Fireside

To See A Pels Fishing Owl

Posted on Dec 10, 2009 - 06:54 PM

Pels Fishing OwlIt always amazes me how serendipitous sightings are, how very easy it is to miss – or catch - the most dramatic wildlife action by the merest chance. The most dramatic example of this I have experienced was watching eight lionesses, under cover of 10pm darkness, stalk, kill and eat a reedbuck ram not 50 yards from where 30 revellers were celebrating a birthday. Although they passéd within a few feet of us before the kill the entire episode, which we watched by spotlight, would have gone entirely unnoticed had someone not seen a movement next to her and had a torch to hand with which to pick up a lioness moving rapidly through the grass. The reedbuck was so totally consumed and the evidence of the incident so slight that even the following morning we would have had no idea whatsoever what had transpired.

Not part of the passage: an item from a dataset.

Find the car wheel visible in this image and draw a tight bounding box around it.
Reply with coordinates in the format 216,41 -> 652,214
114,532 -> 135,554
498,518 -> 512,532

I was reminded of this a few evenings ago as I sat with Darcie Carr, a tour operator from Colorado, in the Delta Camp sitting room. She was talking about her new-found interest in birds and her hopes of seeing a Pels Fishing Owl before she left the Okavango. As she was talking her eyes rose above my shoulder and popped – in silent majesty her Pels had alighted on a branch not 15 feet behind me. Ten seconds later, and equally silently, it was gone. Had we been looking at a picture of one in a book during those few seconds, neither of us would have seen it.